What exactly land have they got left? Where else could they operate from? Your comparing Israel which is a well built country also supported by USA to a land which is like a prison really. Palestinians have not exactly got a secure military base like Israel have they? If they are the people's army they are going to use whatever they can to strike from. If your in a jungle or mountains same thing. Yes of course Israel are going to get the better of them, you cant compare the two one is heavily funded better equipment, fighter jets. Other's use stones, RPGs missiles, and bullets.


----------



## dave1180 (Aug 19, 2009)

militant said:


> What exactly land have they got left? Where else could they operate from? Your comparing Israel which is a well built country also supported by USA to a land which is like a prison really. Palestinians have not exactly got a secure military base like Israel have they? If they are the people's army they are going to use whatever they can to strike from. If your in a jungle or mountains same thing. Yes of course Israel are going to get the better of them, you cant compare the two one is heavily funded better equipment, fighter jets. Other's use stones, RPGs missiles, and bullets.

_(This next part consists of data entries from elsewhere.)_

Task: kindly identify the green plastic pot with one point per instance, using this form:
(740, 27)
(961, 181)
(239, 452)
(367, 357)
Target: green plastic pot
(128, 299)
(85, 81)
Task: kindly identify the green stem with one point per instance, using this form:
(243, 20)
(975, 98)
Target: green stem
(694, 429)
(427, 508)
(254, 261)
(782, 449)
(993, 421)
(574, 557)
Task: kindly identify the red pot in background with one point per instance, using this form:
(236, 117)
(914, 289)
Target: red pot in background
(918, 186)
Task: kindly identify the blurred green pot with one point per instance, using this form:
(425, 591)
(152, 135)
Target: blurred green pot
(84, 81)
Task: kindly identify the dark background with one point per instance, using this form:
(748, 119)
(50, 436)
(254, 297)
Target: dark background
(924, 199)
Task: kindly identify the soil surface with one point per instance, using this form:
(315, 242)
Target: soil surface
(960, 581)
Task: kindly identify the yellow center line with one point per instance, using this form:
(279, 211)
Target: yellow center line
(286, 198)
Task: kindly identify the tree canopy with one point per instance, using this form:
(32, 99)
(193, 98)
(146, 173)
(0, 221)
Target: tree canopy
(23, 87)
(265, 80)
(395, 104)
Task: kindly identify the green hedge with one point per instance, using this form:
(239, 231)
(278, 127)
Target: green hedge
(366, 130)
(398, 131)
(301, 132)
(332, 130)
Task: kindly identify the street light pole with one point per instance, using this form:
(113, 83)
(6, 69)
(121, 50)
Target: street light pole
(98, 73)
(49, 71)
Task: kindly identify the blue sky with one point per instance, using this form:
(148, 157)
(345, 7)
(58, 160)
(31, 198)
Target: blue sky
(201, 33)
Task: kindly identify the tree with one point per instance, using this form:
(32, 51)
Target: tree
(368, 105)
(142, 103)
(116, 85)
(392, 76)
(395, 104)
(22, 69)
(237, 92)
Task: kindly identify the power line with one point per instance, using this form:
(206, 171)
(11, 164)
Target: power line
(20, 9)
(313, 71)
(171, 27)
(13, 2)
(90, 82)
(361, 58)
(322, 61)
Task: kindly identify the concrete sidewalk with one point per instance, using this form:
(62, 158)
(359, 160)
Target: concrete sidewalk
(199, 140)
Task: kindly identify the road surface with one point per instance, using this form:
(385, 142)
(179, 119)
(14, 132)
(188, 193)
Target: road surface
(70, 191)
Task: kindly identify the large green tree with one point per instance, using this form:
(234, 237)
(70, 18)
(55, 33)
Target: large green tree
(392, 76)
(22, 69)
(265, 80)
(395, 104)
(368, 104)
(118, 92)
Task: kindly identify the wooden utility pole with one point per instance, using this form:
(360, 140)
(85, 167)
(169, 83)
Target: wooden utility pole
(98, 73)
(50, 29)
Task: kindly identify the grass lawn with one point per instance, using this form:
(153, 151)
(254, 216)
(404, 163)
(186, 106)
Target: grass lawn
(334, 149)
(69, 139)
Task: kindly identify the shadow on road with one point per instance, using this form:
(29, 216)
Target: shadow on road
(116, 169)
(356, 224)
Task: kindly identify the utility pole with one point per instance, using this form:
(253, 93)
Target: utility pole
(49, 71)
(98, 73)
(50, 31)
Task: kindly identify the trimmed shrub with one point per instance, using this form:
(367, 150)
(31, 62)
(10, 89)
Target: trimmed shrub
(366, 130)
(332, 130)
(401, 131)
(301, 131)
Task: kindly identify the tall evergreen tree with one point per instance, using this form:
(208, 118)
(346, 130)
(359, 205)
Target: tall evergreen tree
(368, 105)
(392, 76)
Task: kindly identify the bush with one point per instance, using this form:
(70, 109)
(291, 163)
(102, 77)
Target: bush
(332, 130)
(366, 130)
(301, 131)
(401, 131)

Missing the point, they are making civilian buildings valid military targets... Its their own fault these places are being targeted


----------



## MR RIGSBY (Jun 12, 2007)

crouchmagic said:


> I can't helps but always get drawn back to this point. If there were no rocket attacks, and no tunnell attacks, the deaths would stop.
> 
> However, that is not going to happen. Hamas have said they will only stop when the blockade is lifted. There's no chance that will happen because Israel see the blockade as the only way to stop Hamas getting an easy rearmament, and I do somewhat believe that even if the blockade was lifted, Hamas would still continue. Couple this with Hamas' poor relations with Egypt, Israel and many other of the middle east countries... It is so complicated. Hamas major ally recently is Qatar.
> 
> With Hamas wanting the blockade lifted, and Israel refusing to lift blockade because of safety fears, there really is no immediate end to this violence. It's a he'll of a long way away. The conflict has been raging for years now, and it will continue to do so.


Reps for a good, non biased post mate. Too many people on this thread see this issue as black and white and are unwilling to accept the blame lies with both parties.


----------



## barsnack (Mar 12, 2011)

Dave1180 said:


> Call them freedom fighters call them whatever you like that makes you feel better about them... But... If they are using civilian buildings to fire from, or store or plan that then makes those valid military targets.. So who's to blame that a school gets bombed? Israel for hitting a valid target or hamas for turning a school in to a military target?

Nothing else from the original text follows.